Donde alguna vez hubo abundancia y vida, se extiende un desierto llamado Sarigua. Un paraje donde no hay grandes árboles, ni muchos animales; un páramo de Azuero donde la vida es escasa y crece a duras penas.
Aprovechando las primeras luces del día, exploro la antítesis del clásico parque nacional panameño. Podría decir que estoy en la analogía en pequeña escala del desierto de Arizona.
A medida que me interno en estas tierras resquebrajadas por la sal y el viento se hace más fuerte la sensación de que camino por una suerte de cuerpo maltratado, senil, arrugado por las inclemencias de la vida.
Que es un capricho de la naturaleza, no hay duda. Además de estar ubicado en la zona más árida y seca de Panamá, la provincia de Herrera, sus suelos han venido sufriendo un proceso de salinidad permanente.
Pero no solo la naturaleza y el clima causaron su desgaste dramático. Más de 11 mil años de ocupación humana, la tala intensiva y la quema de pastizales para potreros han convertido al Parque Nacional Sarigua en el símbolo de lo que podría ser la devastación de los ecosistemas.
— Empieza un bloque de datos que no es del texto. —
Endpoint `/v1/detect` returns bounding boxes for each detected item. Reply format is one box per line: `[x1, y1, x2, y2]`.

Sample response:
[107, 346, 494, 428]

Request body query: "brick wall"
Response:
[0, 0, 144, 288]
Al pie de un mirador que se eleva sobre el desierto, Juan Aguilar, jefe del parque, estaciona su moto, acomoda su uniforme caqui, propio de la Autoridad Nacional del Medio Ambiente y me saluda. Como lugareño, no oculta su orgullo por Sarigua. Acostumbrado a educar a los escolares que llegan a su tierra, sabe muy bien cómo definir al área protegida.